Combining both OpenMP and OpenACC pragmas in the implementation of the gramSchmidt() method clearly demonstrates the similarity between the pragmas and that it is not necessary to write separate OpenMP and OpenACC methods. The following code compiles correctly for OpenMP and OpenACC without the need for an #ifdef _OPENACC preprocessor conditional:
void gramSchmidt(restrict float Q[][COLS], const int rows, const int cols)
{
#pragma acc data copy(Q[0:rows][0:cols])
for(int k=0; k < cols; k++) {
double tmp = 0.;
#pragma omp parallel for reduction(+:tmp)

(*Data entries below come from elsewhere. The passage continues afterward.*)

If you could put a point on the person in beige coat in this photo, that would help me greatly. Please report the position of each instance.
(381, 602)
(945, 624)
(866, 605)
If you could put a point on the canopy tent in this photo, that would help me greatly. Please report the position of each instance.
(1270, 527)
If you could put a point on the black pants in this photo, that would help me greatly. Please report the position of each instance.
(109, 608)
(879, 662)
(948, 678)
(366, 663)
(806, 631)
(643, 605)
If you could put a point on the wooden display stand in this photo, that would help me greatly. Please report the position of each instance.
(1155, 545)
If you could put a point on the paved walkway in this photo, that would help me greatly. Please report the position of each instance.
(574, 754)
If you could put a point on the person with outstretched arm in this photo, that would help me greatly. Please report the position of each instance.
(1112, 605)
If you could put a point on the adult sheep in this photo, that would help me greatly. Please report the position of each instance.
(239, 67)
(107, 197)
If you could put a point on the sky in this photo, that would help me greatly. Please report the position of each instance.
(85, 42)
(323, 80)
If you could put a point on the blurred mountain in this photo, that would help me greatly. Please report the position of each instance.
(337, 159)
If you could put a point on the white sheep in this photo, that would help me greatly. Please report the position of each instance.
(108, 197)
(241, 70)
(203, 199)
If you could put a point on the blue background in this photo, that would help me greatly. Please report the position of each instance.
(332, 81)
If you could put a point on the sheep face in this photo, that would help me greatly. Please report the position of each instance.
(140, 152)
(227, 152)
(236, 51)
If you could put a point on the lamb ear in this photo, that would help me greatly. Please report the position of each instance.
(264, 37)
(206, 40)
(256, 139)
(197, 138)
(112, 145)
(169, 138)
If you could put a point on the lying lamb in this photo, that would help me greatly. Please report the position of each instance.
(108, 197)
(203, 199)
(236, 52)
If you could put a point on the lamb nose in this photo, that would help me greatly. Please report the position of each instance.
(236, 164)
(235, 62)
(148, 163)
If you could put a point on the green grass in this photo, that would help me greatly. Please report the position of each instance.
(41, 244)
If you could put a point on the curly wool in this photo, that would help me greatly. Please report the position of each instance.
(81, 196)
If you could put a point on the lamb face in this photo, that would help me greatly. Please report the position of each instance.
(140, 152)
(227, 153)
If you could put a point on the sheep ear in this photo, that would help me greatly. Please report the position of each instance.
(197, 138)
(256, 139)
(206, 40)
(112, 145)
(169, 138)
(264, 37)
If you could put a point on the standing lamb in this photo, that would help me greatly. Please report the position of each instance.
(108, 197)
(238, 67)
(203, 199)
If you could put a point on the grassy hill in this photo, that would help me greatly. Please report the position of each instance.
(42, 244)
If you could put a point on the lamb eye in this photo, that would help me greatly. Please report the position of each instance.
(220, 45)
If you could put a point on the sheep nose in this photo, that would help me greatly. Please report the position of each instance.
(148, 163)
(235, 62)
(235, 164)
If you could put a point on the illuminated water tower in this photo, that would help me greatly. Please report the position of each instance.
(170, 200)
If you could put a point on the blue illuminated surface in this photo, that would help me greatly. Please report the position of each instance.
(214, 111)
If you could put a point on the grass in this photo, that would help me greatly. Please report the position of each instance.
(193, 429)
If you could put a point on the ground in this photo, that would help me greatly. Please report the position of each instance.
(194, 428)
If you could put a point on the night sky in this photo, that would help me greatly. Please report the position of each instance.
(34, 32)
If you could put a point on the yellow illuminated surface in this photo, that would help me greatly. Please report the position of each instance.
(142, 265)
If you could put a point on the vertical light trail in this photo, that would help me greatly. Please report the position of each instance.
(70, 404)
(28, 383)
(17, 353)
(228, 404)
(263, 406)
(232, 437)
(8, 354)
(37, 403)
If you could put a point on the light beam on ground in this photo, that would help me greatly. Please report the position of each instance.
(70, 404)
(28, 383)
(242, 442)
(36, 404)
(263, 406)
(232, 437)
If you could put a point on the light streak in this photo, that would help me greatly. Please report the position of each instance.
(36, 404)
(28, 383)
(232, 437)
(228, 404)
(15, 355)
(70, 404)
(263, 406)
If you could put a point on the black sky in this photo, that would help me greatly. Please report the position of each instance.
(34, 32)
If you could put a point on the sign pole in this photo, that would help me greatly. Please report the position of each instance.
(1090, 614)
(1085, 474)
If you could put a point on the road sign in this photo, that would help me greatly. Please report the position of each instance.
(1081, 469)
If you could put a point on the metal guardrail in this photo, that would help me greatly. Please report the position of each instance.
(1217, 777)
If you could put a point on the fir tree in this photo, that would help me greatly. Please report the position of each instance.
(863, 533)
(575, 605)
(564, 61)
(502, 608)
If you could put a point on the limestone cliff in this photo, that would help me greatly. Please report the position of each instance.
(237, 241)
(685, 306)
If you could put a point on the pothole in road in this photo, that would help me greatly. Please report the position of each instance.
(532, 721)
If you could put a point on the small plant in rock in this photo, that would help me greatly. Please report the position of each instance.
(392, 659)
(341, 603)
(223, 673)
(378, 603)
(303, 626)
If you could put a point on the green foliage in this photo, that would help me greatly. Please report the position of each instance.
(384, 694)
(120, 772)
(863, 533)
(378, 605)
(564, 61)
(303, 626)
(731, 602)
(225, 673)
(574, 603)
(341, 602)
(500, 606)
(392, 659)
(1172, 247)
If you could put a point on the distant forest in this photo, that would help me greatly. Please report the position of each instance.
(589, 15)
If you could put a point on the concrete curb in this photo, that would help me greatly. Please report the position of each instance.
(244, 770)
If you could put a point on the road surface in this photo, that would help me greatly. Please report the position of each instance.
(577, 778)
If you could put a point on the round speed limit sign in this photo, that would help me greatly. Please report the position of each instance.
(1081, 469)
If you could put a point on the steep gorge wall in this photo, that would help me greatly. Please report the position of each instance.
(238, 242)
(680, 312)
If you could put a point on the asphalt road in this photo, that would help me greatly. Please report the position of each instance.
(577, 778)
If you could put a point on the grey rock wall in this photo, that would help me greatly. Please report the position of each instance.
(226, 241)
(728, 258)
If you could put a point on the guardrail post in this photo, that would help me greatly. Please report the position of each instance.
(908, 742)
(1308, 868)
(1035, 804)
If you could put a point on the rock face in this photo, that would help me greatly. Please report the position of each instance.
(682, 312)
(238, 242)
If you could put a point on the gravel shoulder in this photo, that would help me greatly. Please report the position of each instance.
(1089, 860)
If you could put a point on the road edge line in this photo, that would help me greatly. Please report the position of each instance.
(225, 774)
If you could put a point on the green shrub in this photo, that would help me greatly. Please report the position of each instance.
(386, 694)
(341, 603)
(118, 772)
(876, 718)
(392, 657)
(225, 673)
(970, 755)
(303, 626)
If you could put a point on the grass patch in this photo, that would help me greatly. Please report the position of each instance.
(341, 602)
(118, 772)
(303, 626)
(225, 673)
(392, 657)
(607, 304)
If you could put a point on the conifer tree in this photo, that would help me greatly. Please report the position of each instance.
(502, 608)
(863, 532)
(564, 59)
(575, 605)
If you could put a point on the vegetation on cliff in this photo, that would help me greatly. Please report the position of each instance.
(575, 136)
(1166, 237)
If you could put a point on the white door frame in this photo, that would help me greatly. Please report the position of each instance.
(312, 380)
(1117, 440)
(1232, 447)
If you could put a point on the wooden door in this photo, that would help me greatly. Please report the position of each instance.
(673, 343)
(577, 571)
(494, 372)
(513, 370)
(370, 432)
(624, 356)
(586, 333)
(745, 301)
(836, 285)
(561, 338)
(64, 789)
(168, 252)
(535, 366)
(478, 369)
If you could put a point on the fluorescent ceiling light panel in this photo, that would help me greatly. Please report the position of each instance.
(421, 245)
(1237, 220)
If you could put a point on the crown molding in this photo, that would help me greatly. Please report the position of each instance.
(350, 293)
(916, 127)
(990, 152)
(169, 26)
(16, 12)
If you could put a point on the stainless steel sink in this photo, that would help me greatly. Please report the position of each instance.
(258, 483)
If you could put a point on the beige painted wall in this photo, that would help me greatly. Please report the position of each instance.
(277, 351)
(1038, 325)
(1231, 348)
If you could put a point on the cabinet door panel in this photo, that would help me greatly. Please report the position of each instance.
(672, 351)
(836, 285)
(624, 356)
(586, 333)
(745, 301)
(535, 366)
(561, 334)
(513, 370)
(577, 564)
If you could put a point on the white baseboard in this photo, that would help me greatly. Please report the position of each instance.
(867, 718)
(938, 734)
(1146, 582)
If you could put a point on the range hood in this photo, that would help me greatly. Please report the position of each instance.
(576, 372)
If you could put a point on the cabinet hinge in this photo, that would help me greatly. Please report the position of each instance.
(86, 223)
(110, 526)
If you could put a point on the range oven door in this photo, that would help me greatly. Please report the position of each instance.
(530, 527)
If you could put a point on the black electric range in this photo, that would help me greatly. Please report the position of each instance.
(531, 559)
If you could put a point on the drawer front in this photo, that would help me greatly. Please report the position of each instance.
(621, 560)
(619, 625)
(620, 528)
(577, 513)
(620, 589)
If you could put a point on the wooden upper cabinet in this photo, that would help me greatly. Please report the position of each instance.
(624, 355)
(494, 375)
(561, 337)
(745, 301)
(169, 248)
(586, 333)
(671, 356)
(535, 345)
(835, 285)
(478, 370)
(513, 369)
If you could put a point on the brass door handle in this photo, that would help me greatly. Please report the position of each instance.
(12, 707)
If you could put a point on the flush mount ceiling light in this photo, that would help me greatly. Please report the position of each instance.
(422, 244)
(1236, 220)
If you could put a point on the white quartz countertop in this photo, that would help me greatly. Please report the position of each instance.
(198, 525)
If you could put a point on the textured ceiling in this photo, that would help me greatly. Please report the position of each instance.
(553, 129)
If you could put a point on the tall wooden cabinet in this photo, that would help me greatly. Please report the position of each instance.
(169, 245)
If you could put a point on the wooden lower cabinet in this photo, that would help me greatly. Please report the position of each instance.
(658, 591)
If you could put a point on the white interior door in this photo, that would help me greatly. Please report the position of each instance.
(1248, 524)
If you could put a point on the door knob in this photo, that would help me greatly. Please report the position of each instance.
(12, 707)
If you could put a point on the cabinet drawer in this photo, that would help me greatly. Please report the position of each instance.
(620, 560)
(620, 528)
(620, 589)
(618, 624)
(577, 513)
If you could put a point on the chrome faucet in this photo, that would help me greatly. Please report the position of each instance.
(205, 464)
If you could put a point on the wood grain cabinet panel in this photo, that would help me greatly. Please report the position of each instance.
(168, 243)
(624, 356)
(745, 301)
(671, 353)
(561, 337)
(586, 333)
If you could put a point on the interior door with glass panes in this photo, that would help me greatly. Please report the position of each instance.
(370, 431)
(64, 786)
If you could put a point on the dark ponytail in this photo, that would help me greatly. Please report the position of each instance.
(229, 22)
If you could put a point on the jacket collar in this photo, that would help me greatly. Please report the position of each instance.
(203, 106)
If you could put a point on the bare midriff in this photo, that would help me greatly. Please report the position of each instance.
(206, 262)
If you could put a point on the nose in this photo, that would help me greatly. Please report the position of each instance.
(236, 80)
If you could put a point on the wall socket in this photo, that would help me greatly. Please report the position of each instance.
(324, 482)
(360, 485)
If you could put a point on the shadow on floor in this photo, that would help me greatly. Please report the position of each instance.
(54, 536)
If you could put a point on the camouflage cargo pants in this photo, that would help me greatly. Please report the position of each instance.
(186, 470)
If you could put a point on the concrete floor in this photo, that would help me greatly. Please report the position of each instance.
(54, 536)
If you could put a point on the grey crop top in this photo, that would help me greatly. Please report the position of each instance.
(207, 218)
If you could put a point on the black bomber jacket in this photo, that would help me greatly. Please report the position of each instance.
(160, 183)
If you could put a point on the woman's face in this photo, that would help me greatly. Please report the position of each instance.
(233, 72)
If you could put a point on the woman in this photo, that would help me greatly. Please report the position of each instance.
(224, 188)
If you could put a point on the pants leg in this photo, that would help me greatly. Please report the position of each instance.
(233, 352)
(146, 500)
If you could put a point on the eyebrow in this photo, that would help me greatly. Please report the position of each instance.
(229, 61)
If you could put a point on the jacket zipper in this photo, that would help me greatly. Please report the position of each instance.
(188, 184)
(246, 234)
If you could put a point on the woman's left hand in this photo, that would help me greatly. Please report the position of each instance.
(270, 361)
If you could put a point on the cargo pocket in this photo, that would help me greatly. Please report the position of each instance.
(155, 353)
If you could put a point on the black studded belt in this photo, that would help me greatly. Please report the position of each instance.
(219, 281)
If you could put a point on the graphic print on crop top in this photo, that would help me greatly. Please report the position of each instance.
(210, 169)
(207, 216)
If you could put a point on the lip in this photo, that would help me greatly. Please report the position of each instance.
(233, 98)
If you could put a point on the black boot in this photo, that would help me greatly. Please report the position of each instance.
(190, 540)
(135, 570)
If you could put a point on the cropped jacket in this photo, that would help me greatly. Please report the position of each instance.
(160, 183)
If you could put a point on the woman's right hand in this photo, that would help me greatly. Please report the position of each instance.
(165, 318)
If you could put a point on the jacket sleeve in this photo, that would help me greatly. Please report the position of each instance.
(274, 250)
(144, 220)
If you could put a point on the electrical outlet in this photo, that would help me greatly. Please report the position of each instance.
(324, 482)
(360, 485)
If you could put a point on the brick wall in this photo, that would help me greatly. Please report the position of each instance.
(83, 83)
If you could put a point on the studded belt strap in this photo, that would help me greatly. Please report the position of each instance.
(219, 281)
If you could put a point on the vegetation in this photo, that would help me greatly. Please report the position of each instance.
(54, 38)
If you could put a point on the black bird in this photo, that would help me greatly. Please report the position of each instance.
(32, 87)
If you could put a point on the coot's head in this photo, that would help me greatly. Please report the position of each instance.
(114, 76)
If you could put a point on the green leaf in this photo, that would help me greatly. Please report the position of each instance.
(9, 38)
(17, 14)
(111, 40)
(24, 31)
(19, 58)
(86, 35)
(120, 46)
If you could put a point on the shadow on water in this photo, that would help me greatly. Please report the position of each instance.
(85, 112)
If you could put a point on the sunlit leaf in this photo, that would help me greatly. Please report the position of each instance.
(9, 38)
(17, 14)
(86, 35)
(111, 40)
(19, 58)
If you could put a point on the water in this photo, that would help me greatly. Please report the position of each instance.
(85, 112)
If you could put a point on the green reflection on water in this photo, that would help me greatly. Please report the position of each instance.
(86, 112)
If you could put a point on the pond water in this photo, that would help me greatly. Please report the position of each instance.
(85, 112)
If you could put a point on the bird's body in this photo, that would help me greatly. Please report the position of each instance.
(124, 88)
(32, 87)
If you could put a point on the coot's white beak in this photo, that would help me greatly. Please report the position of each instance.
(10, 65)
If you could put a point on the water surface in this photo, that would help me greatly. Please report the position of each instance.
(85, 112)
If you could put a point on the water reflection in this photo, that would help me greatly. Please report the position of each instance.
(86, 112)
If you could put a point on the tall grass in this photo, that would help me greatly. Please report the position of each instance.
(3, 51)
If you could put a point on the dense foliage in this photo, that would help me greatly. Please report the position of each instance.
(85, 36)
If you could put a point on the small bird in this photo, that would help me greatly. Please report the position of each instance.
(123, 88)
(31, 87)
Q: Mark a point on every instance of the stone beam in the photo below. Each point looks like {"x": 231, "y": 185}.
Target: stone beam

#pragma acc parallel reduction(+:tmp)
for(int i=0; i < rows; i++) tmp += (Q[i][k] * Q[i][k]);
tmp = sqrt(tmp);
#pragma omp parallel for
#pragma acc parallel loop
for(int i=0; i < rows; i++) Q[i][k] /= tmp;
#pragma omp parallel for reduction(+:tmp)
#pragma acc parallel loop
for(int j=k+1; j < cols; j++) {
tmp=0.;
for(int i=0; i < rows; i++) tmp += Q[i][k] * Q[i][j];
for(int i=0; i < rows; i++) Q[i][j] -= tmp * Q[i][k];
}
}
}
Example 8: Combining OpenACC and OpenMP pragmas in a single method.